Methods: PIMs from rat were stimulated with LPS (1 mg.L(-1)) in the presence or absence of sCCK-8 (10(-8)-10(-6)mol.L(-1)) or/and CCK receptor antagonist proglumide (2 mg.L(-1)). The expression of TNF-alpha mRNA was assayed by reverse transcription polymerase chain reaction (RT-PCR) at 3h of the stimulation, and nuclear factor-kappaB (NF-kappaB) binding activity was analyzed by electrophoretic mobility shift assay (EMSA) at 1 h of stimulation. The IkappaBalpha protein level in the cytoplasma at 30 min of the stimulation was detected by Western blot.

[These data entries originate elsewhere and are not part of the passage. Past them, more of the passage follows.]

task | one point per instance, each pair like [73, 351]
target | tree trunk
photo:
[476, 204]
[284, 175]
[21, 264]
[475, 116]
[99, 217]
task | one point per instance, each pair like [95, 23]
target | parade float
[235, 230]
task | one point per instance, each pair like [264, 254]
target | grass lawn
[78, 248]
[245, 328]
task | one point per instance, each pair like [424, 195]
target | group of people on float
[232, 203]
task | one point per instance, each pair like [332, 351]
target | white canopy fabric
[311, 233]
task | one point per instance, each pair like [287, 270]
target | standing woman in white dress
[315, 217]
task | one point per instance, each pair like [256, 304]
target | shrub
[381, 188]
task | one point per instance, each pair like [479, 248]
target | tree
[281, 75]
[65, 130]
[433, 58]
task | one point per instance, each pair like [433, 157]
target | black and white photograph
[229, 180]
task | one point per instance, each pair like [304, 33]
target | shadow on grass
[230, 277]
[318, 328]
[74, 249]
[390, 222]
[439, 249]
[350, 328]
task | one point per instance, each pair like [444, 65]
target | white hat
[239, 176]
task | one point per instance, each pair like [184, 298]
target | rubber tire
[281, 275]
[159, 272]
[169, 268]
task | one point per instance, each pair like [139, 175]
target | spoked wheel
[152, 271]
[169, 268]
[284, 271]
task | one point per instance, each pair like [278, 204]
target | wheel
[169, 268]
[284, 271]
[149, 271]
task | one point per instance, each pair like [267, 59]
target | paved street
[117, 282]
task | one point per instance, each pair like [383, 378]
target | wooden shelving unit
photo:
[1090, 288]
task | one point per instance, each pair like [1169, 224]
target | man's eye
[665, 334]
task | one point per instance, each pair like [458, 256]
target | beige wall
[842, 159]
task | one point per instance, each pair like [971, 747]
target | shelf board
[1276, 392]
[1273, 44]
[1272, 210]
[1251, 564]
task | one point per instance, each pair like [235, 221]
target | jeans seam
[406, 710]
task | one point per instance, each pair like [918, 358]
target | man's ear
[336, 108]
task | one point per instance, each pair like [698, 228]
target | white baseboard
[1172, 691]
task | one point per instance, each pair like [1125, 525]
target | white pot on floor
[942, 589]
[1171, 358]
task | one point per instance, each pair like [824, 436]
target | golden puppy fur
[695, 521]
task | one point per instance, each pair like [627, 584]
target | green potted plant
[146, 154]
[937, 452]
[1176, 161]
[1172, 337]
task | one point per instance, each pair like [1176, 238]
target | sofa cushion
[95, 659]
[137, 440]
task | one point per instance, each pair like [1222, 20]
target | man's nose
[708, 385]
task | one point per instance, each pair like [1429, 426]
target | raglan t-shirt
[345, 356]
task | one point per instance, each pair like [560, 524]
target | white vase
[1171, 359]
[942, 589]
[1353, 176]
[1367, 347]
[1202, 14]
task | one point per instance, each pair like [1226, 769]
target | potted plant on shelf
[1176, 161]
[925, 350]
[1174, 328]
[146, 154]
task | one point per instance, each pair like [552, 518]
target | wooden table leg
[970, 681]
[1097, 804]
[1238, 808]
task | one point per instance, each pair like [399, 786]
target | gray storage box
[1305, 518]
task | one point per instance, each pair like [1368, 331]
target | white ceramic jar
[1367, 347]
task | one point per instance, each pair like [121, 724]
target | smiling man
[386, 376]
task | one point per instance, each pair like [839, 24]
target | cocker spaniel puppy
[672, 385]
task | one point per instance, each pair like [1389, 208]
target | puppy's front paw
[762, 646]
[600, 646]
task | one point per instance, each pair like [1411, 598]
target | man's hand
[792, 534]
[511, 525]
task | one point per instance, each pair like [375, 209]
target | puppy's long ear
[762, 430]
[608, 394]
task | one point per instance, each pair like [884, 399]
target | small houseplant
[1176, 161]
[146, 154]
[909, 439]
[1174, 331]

Results: sCCK-8, at concentrations from 10(-8) mol.L(-1) to 10(-6) mol.L(-1) obviously inhibited LPS-induced TNF-alpha mRNA expression and NF-kappaB binding activity in a dose-dependent manner, P<0.05, P<0.01. Stimulation PIMs with LPS resulted in a reduction of IkappaBalpha protein level, P<0.01, which was elevated by sCCK-8, P<0.05. The effects of sCCK-8 on NF-kappaB activity and IkappaB protein level were attenuated by CCK receptor antagonist proglumide, P<0.01.
Conclusion: sCCK-8 inhibits LPS-induced TNF-alpha mRNA expression by regulating NF-kappaB activity in rat PIMs, which is mediated through CCK receptors and inhibiting IkappaB-alpha degradation. This represents one of the anti-inflammatory mechanisms of sCCK-8.